A similar levy has been on the books and producing revenue in London since the late 1600s. Another major exchange, Hong Kong, recently increased its 1% stock transfer tax to 1.3%, yet Goldman Sachs said the increase would have no effect on the market.

Nonetheless, in 1981, the state of New York decided to rebate all of the money collected by the levy back to Wall Street, which it has since done to the tune of $400 billion dollars. Along with my colleague state Sen. James Sanders, I have introduced a bill that would stop the bleeding, end the rebate and start putting this revenue back in service for every New Yorker. This would raise $14 billion or more annually and could be leveraged to raise considerably more. Wealthy individuals and corporations would not be able to move to other states to escape the stock transfer tax, since the trades would still flow through New York no matter where a person lives or on what computer they execute their trades.
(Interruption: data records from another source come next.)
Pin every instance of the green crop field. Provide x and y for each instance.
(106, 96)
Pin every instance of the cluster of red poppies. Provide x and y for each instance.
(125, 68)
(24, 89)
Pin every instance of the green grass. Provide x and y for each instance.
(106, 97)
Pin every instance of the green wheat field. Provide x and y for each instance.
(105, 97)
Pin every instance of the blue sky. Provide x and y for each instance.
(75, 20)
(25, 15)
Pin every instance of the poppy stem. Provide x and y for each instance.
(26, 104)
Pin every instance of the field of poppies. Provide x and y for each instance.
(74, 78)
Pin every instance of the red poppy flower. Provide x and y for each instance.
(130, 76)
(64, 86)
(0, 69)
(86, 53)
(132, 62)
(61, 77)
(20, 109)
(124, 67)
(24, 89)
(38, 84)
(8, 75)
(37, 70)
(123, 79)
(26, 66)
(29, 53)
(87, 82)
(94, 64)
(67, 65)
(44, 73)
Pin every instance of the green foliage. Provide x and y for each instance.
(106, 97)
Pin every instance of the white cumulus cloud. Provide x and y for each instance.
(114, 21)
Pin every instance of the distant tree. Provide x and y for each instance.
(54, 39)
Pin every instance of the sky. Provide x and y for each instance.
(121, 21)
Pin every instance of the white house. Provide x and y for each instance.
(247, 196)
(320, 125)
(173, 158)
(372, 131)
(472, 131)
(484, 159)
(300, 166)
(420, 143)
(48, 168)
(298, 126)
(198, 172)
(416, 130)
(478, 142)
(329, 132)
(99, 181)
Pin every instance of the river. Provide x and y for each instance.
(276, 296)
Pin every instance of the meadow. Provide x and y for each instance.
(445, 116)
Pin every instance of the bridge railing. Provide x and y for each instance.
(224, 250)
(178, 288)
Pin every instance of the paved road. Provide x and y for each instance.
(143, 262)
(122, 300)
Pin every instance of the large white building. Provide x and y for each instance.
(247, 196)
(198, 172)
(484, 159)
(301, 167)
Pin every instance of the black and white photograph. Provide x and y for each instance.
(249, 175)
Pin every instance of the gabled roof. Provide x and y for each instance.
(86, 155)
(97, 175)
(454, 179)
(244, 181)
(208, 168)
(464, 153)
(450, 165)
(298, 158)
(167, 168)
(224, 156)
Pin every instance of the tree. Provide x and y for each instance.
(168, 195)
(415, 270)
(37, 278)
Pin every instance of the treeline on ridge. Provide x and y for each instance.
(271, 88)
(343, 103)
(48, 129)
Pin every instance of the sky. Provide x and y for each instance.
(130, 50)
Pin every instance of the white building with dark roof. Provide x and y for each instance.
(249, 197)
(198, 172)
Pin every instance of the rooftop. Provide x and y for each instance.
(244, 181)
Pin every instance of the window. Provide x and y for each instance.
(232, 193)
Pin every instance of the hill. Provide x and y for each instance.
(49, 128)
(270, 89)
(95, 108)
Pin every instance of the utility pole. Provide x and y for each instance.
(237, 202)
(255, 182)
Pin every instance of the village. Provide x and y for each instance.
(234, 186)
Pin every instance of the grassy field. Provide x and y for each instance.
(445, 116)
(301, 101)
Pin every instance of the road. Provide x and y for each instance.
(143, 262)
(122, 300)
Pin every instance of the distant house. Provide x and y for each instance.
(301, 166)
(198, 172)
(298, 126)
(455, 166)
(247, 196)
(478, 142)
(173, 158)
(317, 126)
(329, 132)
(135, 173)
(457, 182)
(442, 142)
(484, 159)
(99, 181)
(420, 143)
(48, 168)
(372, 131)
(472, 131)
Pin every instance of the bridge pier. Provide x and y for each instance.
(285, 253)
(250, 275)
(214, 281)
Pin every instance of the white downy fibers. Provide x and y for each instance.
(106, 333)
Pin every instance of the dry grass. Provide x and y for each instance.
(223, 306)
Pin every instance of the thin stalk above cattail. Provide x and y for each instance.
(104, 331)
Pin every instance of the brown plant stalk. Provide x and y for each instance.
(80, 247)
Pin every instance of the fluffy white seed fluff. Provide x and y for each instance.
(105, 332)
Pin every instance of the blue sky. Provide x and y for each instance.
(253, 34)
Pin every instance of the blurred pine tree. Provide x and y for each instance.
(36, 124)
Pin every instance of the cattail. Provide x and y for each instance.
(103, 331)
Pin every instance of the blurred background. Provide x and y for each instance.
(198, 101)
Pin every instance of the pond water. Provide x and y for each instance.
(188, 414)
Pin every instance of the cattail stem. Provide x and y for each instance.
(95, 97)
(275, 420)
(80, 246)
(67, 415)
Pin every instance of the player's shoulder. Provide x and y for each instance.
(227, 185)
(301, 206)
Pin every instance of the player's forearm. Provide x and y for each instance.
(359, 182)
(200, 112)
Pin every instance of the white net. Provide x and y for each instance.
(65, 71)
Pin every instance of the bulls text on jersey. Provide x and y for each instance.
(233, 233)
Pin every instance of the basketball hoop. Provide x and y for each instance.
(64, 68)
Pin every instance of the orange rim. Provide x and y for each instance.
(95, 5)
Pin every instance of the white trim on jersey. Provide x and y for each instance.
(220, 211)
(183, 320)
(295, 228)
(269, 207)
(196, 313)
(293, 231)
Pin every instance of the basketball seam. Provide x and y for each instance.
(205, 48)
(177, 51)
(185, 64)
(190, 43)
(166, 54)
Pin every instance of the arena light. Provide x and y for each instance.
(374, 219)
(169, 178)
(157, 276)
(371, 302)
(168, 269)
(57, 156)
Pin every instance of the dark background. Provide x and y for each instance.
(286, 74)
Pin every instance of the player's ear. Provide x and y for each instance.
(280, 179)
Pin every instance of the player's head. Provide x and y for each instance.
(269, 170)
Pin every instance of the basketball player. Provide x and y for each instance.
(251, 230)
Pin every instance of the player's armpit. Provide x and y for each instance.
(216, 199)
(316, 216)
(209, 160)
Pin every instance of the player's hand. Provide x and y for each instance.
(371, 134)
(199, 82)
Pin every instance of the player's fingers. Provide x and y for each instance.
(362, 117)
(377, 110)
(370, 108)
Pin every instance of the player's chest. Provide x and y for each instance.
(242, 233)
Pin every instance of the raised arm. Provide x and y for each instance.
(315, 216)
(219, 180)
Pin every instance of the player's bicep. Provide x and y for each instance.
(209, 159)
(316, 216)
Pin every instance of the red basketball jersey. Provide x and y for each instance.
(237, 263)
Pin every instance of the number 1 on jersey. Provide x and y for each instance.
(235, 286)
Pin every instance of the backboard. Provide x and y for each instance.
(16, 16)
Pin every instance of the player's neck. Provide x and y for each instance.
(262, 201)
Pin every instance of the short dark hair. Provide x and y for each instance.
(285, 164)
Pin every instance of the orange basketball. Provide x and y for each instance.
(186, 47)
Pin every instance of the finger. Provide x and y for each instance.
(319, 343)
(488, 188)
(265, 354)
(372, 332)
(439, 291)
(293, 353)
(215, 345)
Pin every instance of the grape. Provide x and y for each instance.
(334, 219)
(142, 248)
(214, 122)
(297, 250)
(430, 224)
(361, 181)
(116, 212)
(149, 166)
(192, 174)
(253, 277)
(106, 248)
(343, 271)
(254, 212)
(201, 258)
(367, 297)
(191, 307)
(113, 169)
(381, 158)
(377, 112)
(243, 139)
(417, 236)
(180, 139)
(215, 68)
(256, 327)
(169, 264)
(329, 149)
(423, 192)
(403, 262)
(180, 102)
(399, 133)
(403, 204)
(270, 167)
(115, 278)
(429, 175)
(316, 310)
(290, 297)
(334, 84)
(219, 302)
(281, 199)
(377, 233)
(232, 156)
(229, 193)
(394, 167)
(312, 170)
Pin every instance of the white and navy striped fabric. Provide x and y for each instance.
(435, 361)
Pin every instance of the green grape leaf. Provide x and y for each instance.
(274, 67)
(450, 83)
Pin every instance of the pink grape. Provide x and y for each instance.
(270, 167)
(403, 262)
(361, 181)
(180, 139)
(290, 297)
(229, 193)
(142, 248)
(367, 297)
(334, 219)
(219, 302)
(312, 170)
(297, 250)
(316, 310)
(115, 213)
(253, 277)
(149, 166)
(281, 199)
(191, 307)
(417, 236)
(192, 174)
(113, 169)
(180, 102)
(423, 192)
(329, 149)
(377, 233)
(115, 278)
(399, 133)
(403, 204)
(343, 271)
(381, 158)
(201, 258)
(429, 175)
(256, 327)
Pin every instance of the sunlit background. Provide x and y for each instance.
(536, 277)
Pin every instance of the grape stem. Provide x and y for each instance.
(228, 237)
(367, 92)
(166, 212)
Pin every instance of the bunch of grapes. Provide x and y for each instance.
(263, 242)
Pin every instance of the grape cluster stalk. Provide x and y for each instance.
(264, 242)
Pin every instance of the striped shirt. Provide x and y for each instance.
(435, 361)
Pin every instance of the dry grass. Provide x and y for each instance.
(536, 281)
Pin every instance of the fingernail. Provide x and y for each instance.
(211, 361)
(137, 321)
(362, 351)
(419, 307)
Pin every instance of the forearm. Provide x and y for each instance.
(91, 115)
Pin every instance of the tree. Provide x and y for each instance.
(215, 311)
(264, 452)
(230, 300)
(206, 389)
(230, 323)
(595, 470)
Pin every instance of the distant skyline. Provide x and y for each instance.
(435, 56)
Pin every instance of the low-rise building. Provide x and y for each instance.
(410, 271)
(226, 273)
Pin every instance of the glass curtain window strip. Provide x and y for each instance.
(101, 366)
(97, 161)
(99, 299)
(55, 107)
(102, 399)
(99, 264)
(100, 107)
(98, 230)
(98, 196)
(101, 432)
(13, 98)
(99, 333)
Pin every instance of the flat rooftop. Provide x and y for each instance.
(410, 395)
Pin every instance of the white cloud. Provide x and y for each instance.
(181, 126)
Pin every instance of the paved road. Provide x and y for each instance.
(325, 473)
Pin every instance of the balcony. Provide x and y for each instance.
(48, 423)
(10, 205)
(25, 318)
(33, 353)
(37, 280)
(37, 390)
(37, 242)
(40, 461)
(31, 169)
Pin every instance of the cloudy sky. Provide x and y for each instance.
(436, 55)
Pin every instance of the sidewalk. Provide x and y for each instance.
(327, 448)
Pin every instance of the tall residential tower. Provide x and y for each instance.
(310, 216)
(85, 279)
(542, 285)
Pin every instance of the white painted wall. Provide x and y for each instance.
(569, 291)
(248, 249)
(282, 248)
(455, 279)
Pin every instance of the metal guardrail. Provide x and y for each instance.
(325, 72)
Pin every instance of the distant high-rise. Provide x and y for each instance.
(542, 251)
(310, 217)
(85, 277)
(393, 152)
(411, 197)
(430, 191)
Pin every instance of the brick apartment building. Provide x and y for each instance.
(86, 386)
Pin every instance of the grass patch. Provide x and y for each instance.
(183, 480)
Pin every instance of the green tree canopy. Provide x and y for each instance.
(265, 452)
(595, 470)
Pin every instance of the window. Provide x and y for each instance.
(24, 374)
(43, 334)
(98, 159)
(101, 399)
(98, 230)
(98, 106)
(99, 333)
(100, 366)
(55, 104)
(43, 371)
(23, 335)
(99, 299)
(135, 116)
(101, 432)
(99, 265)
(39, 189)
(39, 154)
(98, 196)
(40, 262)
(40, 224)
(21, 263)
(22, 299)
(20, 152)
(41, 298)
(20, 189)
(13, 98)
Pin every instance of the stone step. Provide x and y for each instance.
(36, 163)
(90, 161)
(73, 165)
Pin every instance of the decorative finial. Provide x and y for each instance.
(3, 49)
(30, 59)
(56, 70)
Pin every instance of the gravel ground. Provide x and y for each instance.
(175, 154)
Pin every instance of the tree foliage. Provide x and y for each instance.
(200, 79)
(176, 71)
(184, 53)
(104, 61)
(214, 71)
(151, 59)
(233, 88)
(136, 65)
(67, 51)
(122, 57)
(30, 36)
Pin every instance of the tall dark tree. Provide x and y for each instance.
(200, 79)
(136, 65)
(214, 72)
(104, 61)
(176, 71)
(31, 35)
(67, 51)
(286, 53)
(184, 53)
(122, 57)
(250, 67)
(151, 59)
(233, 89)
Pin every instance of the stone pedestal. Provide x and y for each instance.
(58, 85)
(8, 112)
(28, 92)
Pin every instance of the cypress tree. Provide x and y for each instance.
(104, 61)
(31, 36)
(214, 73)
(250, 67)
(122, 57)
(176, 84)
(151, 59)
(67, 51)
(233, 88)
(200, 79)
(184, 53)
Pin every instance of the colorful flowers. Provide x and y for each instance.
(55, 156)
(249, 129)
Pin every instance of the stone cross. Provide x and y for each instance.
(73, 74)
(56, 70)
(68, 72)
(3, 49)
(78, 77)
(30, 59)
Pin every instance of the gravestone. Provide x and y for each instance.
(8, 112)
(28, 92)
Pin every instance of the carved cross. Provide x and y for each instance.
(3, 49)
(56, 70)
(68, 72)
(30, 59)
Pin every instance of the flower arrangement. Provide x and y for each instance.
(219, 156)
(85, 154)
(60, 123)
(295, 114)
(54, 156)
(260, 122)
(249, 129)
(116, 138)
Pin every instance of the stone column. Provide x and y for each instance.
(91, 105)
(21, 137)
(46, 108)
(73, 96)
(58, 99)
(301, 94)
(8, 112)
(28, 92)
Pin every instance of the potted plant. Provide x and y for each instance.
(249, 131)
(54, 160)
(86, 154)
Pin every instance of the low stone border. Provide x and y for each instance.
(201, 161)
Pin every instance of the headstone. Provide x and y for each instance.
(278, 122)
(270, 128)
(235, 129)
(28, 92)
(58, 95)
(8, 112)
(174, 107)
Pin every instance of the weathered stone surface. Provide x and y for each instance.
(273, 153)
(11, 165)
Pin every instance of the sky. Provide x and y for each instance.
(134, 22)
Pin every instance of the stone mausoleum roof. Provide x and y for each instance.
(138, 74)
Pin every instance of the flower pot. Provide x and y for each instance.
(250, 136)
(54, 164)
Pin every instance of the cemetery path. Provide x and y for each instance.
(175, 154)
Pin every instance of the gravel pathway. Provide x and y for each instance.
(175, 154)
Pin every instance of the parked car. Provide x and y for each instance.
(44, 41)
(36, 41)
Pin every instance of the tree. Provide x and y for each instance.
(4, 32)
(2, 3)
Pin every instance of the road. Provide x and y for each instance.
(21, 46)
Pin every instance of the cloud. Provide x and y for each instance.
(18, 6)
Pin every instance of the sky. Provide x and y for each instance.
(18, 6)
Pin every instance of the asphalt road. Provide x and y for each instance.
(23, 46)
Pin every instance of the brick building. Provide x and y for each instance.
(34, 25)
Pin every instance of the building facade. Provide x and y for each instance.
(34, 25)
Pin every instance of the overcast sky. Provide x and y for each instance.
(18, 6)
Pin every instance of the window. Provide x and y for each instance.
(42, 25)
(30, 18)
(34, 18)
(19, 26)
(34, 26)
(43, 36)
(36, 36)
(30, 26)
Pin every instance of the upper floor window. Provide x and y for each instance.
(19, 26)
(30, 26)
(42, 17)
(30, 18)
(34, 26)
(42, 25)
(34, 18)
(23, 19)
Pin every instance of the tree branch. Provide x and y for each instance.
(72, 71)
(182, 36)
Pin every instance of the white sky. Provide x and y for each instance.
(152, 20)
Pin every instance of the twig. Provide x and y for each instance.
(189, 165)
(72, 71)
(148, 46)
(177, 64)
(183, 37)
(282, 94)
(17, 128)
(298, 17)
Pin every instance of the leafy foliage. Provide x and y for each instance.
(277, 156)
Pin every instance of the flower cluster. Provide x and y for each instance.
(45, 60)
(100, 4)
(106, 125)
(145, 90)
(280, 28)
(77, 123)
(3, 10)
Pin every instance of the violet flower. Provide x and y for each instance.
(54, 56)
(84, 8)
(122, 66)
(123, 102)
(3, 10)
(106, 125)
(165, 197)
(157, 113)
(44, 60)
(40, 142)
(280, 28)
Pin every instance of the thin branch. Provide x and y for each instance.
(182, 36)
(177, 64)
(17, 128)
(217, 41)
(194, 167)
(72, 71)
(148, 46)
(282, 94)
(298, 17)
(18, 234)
A recent Siena College poll found that over two-thirds of New York voters, an “overwhelming majority,” support raising taxes on profitable corporations and the state’s wealthiest households. According to the survey, 81% of Democrats and 59% of non-affiliated voters would back higher levies on the richest of the rich. Pollsters found that such a move even had the support of 46% of the Republicans they surveyed, an unusually bipartisan result. 

It’s time for New York state to take its fate into its own hands by ending this ridiculous subsidy that has already cost us all so dearly.